Los Angeles is back to square one.
Less than 24 hours after NFL Commissioner Roger Goodell said the league could expand to 34 teams if the NFL moved to Los Angeles, Goodell said his answer was merely a hypothetical response to a hypothetical question and the league does not plan on expanding.
“The question last night, very simply, was would you just expand by just one to Los Angeles,” Goodell said Friday. “I said no, if we ever expanded, you would expand by two, you wouldn’t expand by one team. We have not discussed expansion with the membership. I don’t see it on the agenda even for this March meeting. It’s not something we’re focused on as a league.”
The possibility of the NFL being open to expansion was a potential game-changer in Los Angeles' hopes of getting an NFL team. For the past ten years the only way the city could get an NFL team was by attracting a current franchise to relocate since the league said it would not expand. Obviously convincing an NFL team to leave their current market and move to another market which lost two NFL teams in 1995 is infinitely harder than simply having the league grant L.A. an expansion team.
When the Houston Texans became the last expansion franchise in the NFL in 2002, the league said it did not anticipate expanding again for the foreseeable future. A 32-team league with two 16-team conferences, each with four divisions of four teams was perfectly aligned. It looks like the NFL still has no plans on messing up that alignment.
“We have not talked about expansion in the league at all,” Goodell said. “It has not been on our agenda and has not been something we have focused on with our membership and I don’t see that in the foreseeable future. We want to keep our teams where they are. We believe that is healthier for the league long term.”

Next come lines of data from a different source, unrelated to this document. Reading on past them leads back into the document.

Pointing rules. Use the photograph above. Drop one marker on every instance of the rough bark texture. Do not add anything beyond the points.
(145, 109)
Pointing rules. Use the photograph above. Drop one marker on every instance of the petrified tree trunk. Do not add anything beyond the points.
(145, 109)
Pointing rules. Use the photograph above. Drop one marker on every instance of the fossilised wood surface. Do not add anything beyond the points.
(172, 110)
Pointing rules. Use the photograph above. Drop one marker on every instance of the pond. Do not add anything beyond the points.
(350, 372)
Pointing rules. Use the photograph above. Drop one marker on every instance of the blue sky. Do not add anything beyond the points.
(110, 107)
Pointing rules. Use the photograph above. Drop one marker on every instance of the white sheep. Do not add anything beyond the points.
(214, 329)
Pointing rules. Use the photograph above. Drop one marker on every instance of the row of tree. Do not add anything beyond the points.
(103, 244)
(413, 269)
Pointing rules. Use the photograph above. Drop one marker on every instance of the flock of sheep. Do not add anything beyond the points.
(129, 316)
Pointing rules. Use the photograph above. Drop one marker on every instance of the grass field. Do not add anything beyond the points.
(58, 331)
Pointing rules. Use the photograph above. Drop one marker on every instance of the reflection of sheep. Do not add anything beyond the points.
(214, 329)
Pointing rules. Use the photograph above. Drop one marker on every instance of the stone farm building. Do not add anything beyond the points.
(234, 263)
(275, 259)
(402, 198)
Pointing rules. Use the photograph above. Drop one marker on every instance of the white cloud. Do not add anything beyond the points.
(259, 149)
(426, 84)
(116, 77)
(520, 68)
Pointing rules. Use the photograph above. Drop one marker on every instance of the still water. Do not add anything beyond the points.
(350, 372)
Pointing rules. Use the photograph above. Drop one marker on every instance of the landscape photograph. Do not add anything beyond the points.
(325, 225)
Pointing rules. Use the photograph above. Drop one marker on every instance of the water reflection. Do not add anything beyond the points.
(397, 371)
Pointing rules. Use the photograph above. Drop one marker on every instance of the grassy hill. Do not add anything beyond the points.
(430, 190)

While the NFL is not looking to expand, Goodell did say the league is still hopeful of returning to Los Angeles but reiterated everything has to be right for that to happen. After striking out with two teams in L.A., the league simply cannot afford to fail again in the country’s second biggest media market.
“We would like to be back in Los Angeles if we can do it correctly,” Goodell said. “There are a lot of issues that have to be balanced there. We have a long-term labor agreement and a long-term TV agreement; I think that foundation can be very helpful to us in coming back to Los Angeles. We now have a runway of 10 years where we know our labor situation, we know our television agreement, that should give us the foundation to make smart decisions and try to find a good solution in Los Angeles.”